Abstract
Business-to-business (B2B) sellers need to enhance content marketing and analytics in an online environment. The challenge is that sellers have data but do not know how to utilize it. In this study, we develop a neural content model to match the content that B2B sellers are providing with the type of content that buyers are seeking. The model was tested with two experiments using a dataset that combines cookie-based browsing data from 74 B2B seller companies over a period of fourteen months. In total, the data comprises 180 million browsing sessions tracked via 11.44 million cookies from 34,170 buyer companies. In the first experiment, we study the content in the sellers' own channels, and in the second experiment we study paid channels. With these experiments, we illustrate that browsing data can be combined with marketing content data to evaluate and improve the content-marketing efforts of B2B seller firms. Since the development of digital information technologies (DITs) has made the B2B buying process more buyer driven, our neural content modeling approach can be used to create B2B analytics that re-empower the sellers.
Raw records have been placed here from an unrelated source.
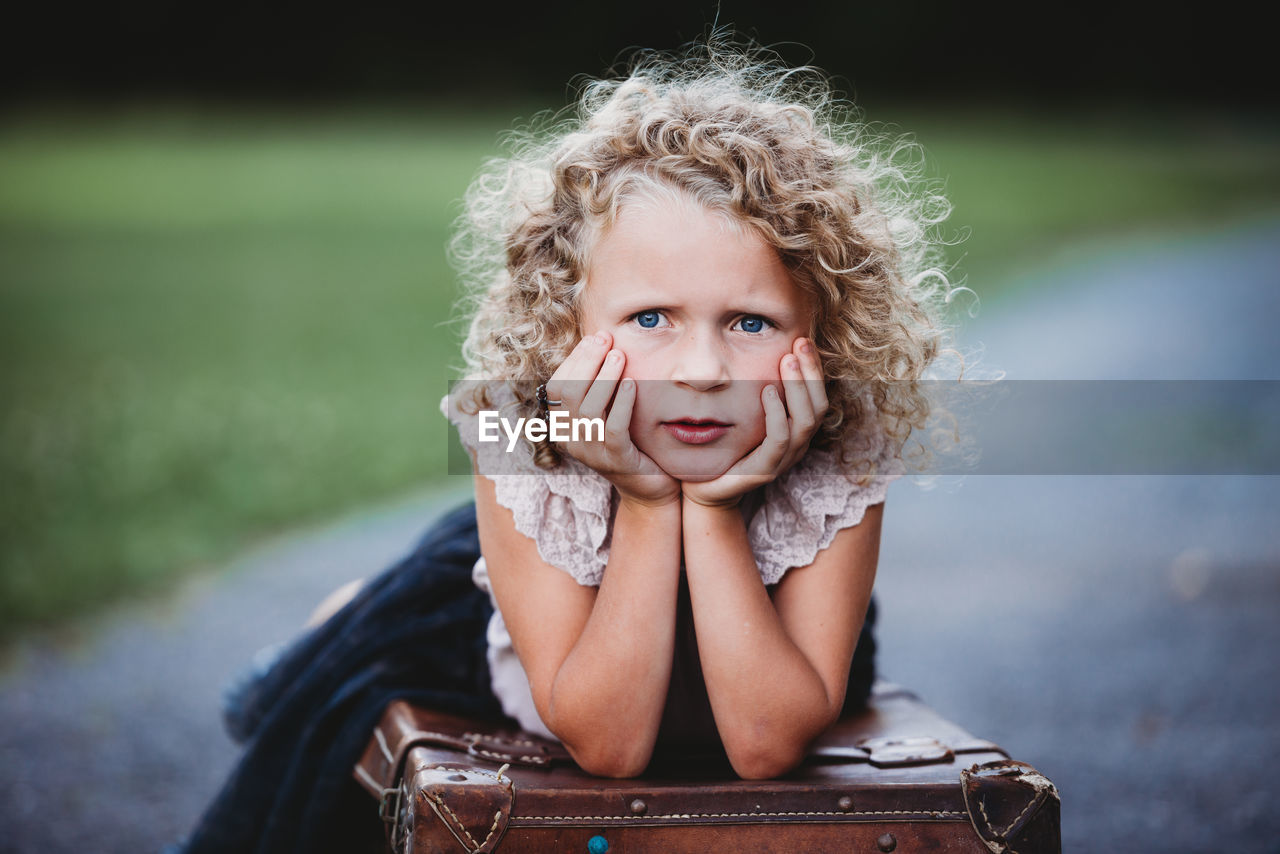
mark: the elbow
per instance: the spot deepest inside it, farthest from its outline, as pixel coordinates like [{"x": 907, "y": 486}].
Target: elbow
[
  {"x": 766, "y": 762},
  {"x": 764, "y": 753},
  {"x": 611, "y": 759}
]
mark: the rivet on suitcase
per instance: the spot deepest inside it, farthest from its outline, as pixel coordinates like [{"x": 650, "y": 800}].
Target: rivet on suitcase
[{"x": 896, "y": 777}]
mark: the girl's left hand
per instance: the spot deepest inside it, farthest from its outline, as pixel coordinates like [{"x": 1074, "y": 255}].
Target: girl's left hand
[{"x": 786, "y": 437}]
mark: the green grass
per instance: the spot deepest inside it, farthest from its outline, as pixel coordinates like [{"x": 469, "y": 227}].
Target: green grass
[{"x": 216, "y": 324}]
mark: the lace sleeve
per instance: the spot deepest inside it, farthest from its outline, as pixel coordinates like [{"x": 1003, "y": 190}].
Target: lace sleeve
[
  {"x": 803, "y": 511},
  {"x": 566, "y": 511}
]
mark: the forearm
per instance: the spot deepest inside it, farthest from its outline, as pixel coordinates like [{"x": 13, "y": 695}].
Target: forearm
[
  {"x": 768, "y": 699},
  {"x": 607, "y": 698}
]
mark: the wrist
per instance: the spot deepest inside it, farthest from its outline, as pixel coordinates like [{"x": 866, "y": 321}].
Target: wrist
[
  {"x": 649, "y": 505},
  {"x": 721, "y": 506}
]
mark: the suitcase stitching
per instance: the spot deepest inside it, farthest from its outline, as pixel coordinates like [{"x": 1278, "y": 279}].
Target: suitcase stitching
[
  {"x": 471, "y": 841},
  {"x": 681, "y": 816}
]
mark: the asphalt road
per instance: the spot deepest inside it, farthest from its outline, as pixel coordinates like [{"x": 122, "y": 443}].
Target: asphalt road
[{"x": 1120, "y": 633}]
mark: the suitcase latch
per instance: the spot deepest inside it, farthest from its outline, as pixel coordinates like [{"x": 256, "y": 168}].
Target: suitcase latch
[{"x": 900, "y": 752}]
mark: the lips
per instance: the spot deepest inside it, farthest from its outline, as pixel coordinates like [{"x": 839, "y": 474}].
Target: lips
[{"x": 696, "y": 430}]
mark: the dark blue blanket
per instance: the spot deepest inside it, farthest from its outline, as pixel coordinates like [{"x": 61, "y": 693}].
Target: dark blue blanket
[{"x": 417, "y": 633}]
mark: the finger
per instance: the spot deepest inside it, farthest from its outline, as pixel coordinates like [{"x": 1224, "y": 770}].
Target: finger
[
  {"x": 617, "y": 427},
  {"x": 799, "y": 402},
  {"x": 597, "y": 400},
  {"x": 777, "y": 433},
  {"x": 572, "y": 379},
  {"x": 810, "y": 368}
]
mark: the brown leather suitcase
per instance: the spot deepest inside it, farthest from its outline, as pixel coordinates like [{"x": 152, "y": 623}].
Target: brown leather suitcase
[{"x": 896, "y": 777}]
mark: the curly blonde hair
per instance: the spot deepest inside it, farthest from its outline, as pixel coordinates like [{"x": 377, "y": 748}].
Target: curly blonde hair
[{"x": 848, "y": 211}]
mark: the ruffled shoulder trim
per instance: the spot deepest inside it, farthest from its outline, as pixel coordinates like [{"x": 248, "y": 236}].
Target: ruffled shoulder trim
[
  {"x": 567, "y": 511},
  {"x": 803, "y": 511}
]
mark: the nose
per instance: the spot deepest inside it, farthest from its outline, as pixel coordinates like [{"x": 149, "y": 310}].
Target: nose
[{"x": 700, "y": 362}]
| Original language | English |
|---|---|
| Pages (from-to) | 32-40 |
| Number of pages | 9 |
| Journal | Industrial Marketing Management |
| Volume | 93 |
| Early online date | 12 Jan 2021 |
| DOIs | |
| Publication status | Published - 12 Jan 2021 |
| MoE publication type | A1 Journal article-refereed |
Funding
The authors would like to thank Business Finland (the public organization for innovation funding and trade, travel and investment promotion in Finland) for funding this research project (B2BAI).